Vulkan: Check for device loss in CheckAndUpdateCompletedSerials

Bug: chromium:1195645
Bug: chromium:1195693
Change-Id: I3c25a64af87a60f40030094dd73b13a035a7876c
Reviewed-on: https://dawn-review.googlesource.com/c/dawn/+/46625
Auto-Submit: Corentin Wallez <cwallez@chromium.org>
Reviewed-by: Jiawei Shao <jiawei.shao@intel.com>
Reviewed-by: Austin Eng <enga@chromium.org>
Commit-Queue: Austin Eng <enga@chromium.org>
diff --git a/src/dawn_native/Device.cpp b/src/dawn_native/Device.cpp
index 9f05587..49898d9 100644
--- a/src/dawn_native/Device.cpp
+++ b/src/dawn_native/Device.cpp
@@ -402,8 +402,9 @@
         }
     }
 
-    void DeviceBase::CheckPassedSerials() {
-        ExecutionSerial completedSerial = CheckAndUpdateCompletedSerials();
+    MaybeError DeviceBase::CheckPassedSerials() {
+        ExecutionSerial completedSerial;
+        DAWN_TRY_ASSIGN(completedSerial, CheckAndUpdateCompletedSerials());
 
         ASSERT(completedSerial <= mLastSubmittedSerial);
         // completedSerial should not be less than mCompletedSerial unless it is 0.
@@ -413,6 +414,8 @@
         if (completedSerial > mCompletedSerial) {
             mCompletedSerial = completedSerial;
         }
+
+        return {};
     }
 
     ResultOrError<const Format*> DeviceBase::GetInternalFormat(wgpu::TextureFormat format) const {
@@ -932,8 +935,7 @@
         // 1. the last submitted serial has moved beyond the completed serial
         // 2. or the completed serial has not reached the future serial set by the trackers
         if (mLastSubmittedSerial > mCompletedSerial || mCompletedSerial < mFutureSerial) {
-            CheckPassedSerials();
-
+            DAWN_TRY(CheckPassedSerials());
             DAWN_TRY(TickImpl());
 
             // There is no GPU work in flight, we need to move the serials forward so that
diff --git a/src/dawn_native/Device.h b/src/dawn_native/Device.h
index 42c684e..1f014f3 100644
--- a/src/dawn_native/Device.h
+++ b/src/dawn_native/Device.h
@@ -243,7 +243,7 @@
         // reaching the serial the work will be executed on.
         void AddFutureSerial(ExecutionSerial serial);
         // Check for passed fences and set the new completed serial
-        void CheckPassedSerials();
+        MaybeError CheckPassedSerials();
 
         MaybeError Tick();
 
@@ -336,7 +336,7 @@
 
         // Each backend should implement to check their passed fences if there are any and return a
         // completed serial.

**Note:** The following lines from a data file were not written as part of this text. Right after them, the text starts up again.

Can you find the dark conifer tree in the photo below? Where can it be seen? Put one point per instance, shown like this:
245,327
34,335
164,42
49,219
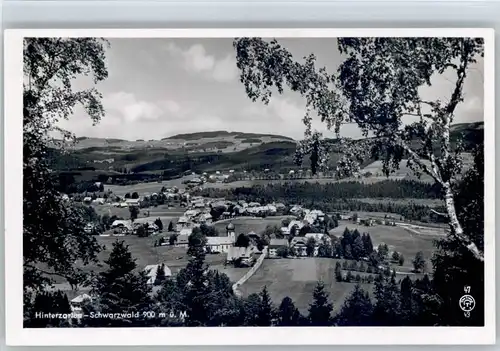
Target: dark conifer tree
357,309
320,309
288,314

Return 0 should indicate no fences to check.
-        virtual ExecutionSerial CheckAndUpdateCompletedSerials() = 0;
+        virtual ResultOrError<ExecutionSerial> CheckAndUpdateCompletedSerials() = 0;
         // During shut down of device, some operations might have been started since the last submit
         // and waiting on a serial that doesn't have a corresponding fence enqueued. Fake serials to
         // make all commands look completed.

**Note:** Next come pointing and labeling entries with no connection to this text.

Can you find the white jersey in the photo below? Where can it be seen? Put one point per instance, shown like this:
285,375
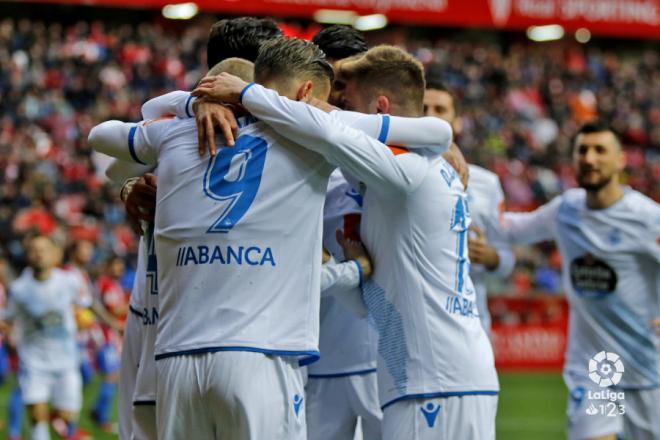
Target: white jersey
415,225
44,314
228,236
611,274
240,234
86,292
347,342
486,200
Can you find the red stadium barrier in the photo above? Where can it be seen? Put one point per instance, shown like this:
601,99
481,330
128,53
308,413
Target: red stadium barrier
632,18
529,333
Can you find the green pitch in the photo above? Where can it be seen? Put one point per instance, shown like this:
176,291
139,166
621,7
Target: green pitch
531,405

diff --git a/src/dawn_native/d3d12/DeviceD3D12.cpp b/src/dawn_native/d3d12/DeviceD3D12.cpp
index fc56302..4de7654 100644
--- a/src/dawn_native/d3d12/DeviceD3D12.cpp
+++ b/src/dawn_native/d3d12/DeviceD3D12.cpp
@@ -269,17 +269,17 @@
     }
 
     MaybeError Device::WaitForSerial(ExecutionSerial serial) {
-        CheckPassedSerials();
+        DAWN_TRY(CheckPassedSerials());
         if (GetCompletedCommandSerial() < serial) {
             DAWN_TRY(CheckHRESULT(mFence->SetEventOnCompletion(uint64_t(serial), mFenceEvent),
                                   "D3D12 set event on completion"));
             WaitForSingleObject(mFenceEvent, INFINITE);
-            CheckPassedSerials();
+            DAWN_TRY(CheckPassedSerials());
         }
         return {};
     }
 
-    ExecutionSerial Device::CheckAndUpdateCompletedSerials() {
+    ResultOrError<ExecutionSerial> Device::CheckAndUpdateCompletedSerials() {
         ExecutionSerial completeSerial = ExecutionSerial(mFence->GetCompletedValue());
 
         if (completeSerial <= GetCompletedCommandSerial()) {
diff --git a/src/dawn_native/d3d12/DeviceD3D12.h b/src/dawn_native/d3d12/DeviceD3D12.h
index 177c943..4819dd4 100644
--- a/src/dawn_native/d3d12/DeviceD3D12.h
+++ b/src/dawn_native/d3d12/DeviceD3D12.h
@@ -181,7 +181,7 @@
 
         ComPtr<ID3D12Fence> mFence;
         HANDLE mFenceEvent = nullptr;
-        ExecutionSerial CheckAndUpdateCompletedSerials() override;
+        ResultOrError<ExecutionSerial> CheckAndUpdateCompletedSerials() override;
 
         ComPtr<ID3D12Device> mD3d12Device;  // Device is owned by adapter and will not be outlived.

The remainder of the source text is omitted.